No Código das Sociedades Comerciais, a matéria relativa aos direitos e deveres


dos sócios, conquanto fundamental, não foi sistematizada. Com efeito, encontramos, na
parte geral:
- no capítulo III – contrato de sociedade – secção I – celebração e registo, o art.
9º (elementos do contrato) nº1, alínea f), que refere o capital social e a alínea g) que
menciona “ a quota de capital e a natureza da entrada de cada sócio, bem como os
pagamentos efectuados por conta de cada quota”;
- nos mesmos capítulo e secção, o art. 16º (vantagens, indemnizações e
retribuições), relativo aos elementos epigrafados, quando concedidos a sócios em
conexão com a constituição da sociedade;
- idem, o art. 17º, dirigido aos acordos parassociais, fontes de diversos direitos.

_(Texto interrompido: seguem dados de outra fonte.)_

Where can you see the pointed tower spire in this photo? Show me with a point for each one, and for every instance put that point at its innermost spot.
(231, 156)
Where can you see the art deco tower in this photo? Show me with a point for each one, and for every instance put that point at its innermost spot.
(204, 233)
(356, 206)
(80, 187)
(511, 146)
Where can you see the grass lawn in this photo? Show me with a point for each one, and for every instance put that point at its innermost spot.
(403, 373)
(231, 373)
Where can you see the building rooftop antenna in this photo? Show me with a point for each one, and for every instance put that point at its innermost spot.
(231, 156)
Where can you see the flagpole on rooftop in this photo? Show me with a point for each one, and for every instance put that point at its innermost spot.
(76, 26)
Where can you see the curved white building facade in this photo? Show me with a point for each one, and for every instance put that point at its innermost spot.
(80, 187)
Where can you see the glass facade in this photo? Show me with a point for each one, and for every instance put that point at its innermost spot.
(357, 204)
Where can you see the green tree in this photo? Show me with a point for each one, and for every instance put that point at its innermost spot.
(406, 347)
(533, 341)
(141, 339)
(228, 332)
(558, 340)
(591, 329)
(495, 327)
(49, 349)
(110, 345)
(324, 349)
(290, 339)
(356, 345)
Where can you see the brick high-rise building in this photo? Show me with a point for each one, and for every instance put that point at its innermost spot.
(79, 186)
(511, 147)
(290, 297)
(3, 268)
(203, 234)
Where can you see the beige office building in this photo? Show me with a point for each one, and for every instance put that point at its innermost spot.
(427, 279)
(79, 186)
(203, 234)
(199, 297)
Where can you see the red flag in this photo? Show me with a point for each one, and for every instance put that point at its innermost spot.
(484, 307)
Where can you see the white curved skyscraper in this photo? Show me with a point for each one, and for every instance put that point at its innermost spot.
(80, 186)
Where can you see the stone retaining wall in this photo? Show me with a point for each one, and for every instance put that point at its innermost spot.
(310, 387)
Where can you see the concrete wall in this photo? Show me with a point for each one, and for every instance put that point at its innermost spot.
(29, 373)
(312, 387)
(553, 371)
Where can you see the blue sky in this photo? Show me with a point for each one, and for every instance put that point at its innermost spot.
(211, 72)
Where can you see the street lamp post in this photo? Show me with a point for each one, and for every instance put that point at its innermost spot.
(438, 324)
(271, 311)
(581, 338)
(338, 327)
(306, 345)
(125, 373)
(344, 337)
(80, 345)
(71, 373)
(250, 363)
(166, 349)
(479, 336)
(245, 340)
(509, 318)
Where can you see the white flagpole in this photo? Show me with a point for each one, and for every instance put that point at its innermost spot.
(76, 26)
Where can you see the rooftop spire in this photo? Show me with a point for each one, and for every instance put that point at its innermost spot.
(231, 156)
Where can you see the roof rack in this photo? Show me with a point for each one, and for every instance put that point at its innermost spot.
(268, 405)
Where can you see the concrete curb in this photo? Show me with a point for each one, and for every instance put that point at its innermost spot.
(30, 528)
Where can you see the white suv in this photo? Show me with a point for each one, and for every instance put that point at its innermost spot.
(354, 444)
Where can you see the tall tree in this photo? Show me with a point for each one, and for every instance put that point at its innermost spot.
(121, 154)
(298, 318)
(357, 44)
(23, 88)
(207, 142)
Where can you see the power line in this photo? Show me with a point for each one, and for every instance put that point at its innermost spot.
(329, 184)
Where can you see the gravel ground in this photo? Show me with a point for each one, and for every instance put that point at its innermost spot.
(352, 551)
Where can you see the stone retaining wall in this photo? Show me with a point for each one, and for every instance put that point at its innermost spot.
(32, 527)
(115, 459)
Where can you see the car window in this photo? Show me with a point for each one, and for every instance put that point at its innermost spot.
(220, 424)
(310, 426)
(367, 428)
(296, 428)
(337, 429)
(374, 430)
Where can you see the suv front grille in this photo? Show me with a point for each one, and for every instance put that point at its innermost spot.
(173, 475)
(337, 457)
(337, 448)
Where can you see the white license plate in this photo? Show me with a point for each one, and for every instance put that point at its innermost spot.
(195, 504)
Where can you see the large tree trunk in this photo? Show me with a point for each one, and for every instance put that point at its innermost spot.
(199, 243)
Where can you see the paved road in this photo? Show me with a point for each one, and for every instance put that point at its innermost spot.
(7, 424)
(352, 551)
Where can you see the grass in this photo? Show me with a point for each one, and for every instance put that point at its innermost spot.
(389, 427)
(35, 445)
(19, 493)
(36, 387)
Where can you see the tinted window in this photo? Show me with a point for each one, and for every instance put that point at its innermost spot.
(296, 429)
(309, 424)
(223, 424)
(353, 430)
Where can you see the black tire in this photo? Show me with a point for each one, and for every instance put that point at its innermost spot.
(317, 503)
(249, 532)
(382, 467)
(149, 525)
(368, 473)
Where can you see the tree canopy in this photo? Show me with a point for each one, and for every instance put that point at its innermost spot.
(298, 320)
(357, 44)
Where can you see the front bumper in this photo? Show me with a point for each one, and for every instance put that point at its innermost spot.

De seguida, ainda no capítulo III, encontramos uma secção II precisamente
epigrafada obrigações e direitos dos sócios em geral.Contém, numa primeira subsecção
sobre obrigações e direitos dos sócios em geral:
- art. 20º ( obrigações dos sócios): enumera a obrigação de entrada e o dever de
quinhoar nas perdas;
- art. 21º ( direitos dos sócios) : enumera o de quinhoar nos lucros, o de
participar nas deliberações sociais, o de obter informações e o de ser designado para os
órgãos sociais;
- art. 22º (participação nos lucros e perdas): desenvolve esses aspectos, proíbe os
pactos leoninos e a remissão para critério de terceiros;
- art. 23º (usufruto e penhor de participações) : refere a matéria epigrafada,
formulando regras;
- art. 24º ( direitos especiais) : fixa normas sobre o assunto : umas gerais e outras
relativas a certos tipos sociais.
Seguem-se duas subsecções : uma – a II – relativa a obrigações de entrada ( art.
25º a 30º) e outra – a III – referente à conservação do capital ( art. 31º a 35º)
Finalmente temos o capítulo IV sobre deliberações dos sócios – artigos 53º a 63º.